No mês em que o Plano Real completa 30 anos, o Banco Central (BC) anunciou que vai iniciar a retirada gradativa da primeira família de notas da moeda. A informação foi confirmada pela instituição nessa quarta-feira (10) e está inscrita em uma instrução normativa publicada na edição de hoje do Diário Oficial da União (DOU).
A instrução é simples: a partir de agora, quando a instituição financeira receber uma nota mais antiga, deverá encaminhar o material para a instituição. Logo depois, o BC dará o devido fim.
Quais notas do Real sairão de circulação?
Ainda de acordo com as informações do Banco Central (BC), deverão sair de circulação a primeira geração das notas de 2, 5, 10, 20, 50 e 100 reais. A primeira família de cédulas do Plano Real foi produzida entre 1994 e 2010, quando entraram em circulação a segunda família de notas.
Vale frisar que as notas de 1 real da primeira família já estão quase todas fora de circulação, já que a produção foi encerrada ainda em 2005.

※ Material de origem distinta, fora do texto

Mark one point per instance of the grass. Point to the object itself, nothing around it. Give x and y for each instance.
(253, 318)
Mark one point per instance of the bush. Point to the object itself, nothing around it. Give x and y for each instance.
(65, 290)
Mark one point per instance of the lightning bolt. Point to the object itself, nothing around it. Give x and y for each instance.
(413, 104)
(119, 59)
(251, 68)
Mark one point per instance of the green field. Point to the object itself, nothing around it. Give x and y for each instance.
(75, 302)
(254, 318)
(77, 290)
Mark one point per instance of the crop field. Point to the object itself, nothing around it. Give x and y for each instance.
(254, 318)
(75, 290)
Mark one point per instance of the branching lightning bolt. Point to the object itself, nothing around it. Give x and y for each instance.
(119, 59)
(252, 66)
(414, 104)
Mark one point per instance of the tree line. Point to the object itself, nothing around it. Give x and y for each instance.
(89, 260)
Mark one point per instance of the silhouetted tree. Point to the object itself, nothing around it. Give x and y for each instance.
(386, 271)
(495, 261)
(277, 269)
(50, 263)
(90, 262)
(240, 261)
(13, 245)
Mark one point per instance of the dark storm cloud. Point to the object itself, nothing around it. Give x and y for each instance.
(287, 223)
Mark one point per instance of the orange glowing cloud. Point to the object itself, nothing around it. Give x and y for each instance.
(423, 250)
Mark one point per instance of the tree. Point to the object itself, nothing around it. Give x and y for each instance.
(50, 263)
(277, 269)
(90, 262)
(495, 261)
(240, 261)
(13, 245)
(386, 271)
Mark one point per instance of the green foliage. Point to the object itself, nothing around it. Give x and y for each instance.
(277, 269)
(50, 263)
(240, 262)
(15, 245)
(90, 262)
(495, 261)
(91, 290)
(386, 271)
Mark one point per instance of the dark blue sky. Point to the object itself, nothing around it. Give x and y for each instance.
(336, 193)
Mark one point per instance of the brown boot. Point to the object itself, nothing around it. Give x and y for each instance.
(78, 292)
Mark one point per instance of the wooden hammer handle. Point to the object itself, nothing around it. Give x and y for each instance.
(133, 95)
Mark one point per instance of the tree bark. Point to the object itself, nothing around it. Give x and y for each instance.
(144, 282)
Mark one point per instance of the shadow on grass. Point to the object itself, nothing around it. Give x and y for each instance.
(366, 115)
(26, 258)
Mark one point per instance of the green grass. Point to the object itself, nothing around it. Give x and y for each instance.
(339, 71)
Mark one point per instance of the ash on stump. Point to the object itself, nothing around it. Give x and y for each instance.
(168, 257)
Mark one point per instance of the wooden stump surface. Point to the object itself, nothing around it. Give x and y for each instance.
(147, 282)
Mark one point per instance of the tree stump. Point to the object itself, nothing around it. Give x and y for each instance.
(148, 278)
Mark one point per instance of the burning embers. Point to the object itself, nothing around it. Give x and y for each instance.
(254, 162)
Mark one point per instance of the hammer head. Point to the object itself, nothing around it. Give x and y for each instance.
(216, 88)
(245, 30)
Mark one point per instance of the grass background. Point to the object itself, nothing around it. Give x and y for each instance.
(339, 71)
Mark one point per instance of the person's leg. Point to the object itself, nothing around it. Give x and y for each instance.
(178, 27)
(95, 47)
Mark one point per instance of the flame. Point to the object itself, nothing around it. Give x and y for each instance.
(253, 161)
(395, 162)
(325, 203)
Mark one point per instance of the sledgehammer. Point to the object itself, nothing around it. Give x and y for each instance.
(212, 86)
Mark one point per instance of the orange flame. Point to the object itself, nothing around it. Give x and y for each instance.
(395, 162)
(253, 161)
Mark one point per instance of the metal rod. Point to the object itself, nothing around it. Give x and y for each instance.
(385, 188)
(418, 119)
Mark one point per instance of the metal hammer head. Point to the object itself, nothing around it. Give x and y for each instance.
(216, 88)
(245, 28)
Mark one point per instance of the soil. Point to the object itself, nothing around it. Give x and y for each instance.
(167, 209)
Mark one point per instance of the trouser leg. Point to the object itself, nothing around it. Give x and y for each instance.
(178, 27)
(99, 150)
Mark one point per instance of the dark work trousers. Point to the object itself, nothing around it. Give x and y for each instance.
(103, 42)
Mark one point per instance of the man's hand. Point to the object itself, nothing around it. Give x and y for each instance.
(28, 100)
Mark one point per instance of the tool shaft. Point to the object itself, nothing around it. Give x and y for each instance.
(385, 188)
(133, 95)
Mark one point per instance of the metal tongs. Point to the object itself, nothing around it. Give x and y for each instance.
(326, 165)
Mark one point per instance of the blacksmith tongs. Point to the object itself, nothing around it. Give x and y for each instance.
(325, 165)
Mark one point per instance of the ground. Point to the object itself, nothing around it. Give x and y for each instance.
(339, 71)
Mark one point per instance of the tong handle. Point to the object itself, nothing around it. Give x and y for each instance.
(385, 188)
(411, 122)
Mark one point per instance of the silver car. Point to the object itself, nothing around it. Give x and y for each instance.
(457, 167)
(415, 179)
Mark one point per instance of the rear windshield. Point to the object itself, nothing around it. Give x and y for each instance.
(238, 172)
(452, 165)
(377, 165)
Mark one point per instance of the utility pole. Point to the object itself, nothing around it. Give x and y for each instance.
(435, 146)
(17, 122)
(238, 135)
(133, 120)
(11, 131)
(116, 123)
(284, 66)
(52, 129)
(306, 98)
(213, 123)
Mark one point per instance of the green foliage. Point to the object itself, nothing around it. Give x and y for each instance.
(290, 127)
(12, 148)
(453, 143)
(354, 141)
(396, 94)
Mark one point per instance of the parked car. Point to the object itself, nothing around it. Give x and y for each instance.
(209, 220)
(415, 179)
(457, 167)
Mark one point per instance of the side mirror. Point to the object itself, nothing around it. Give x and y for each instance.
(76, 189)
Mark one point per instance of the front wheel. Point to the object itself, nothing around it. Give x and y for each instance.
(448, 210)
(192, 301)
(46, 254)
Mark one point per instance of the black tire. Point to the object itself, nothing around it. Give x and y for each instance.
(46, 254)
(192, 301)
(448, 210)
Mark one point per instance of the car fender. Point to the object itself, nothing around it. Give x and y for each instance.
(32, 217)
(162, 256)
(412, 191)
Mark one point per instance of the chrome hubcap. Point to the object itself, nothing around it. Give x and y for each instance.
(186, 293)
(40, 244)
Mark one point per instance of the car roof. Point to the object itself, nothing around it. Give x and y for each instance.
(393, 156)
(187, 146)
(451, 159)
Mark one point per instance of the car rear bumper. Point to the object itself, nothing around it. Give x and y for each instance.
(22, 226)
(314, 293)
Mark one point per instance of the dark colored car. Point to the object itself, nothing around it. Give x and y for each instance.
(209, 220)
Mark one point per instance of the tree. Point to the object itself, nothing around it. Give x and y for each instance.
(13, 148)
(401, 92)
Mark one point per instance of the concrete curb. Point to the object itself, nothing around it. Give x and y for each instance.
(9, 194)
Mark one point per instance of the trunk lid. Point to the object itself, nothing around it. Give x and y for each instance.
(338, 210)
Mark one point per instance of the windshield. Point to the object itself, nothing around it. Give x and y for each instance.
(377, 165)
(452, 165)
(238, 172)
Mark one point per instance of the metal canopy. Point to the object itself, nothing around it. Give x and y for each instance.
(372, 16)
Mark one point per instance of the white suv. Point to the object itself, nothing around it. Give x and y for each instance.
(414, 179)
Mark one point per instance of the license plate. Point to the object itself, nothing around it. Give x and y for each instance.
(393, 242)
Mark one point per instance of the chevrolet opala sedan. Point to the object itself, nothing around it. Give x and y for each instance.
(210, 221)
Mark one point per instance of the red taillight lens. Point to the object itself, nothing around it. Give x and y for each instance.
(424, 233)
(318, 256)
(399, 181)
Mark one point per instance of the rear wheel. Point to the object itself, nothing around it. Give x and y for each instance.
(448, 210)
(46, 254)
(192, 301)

Com a medida anunciada nesta quarta-feira (10), o BC deverá tirar de circulação a rara nota de plástico de 10 reais que foi produzida em 2000 para comemorar os 500 anos da chegada dos portugueses ao Brasil. Esta cédula conta com a indicação de Pedro Álvares Cabral no lugar da efígie da República.
A nota é muito conhecida entre colecionadores justamente porque conta com um design completamente diferente das demais cédulas de 10 reais.
É importante lembrar que as notas da primeira família do Plano Real seguirão valendo normalmente. Entretanto, com a indicação do Banco Central é natural que essas peças saiam de circulação de maneira gradativa.
O Plano Real
O Plano Real foi um programa econômico iniciado em 27 de fevereiro de 1994, implementado ainda no governo do ex-presidente Itamar Franco. Entre outros pontos, o plano incluía a criação de uma nova moeda para o Brasil: o real.
Segundo economistas, o Plano Real foi a mais ampla medida econômica da história do Brasil. O principal objetivo do projeto era a controle da hiperinflação que assolava o país já há algumas décadas. Vários economistas colaboraram com o projeto, incluindo o então ministro da Fazenda, Fernando Henrique Cardoso, que viraria presidente em seguida.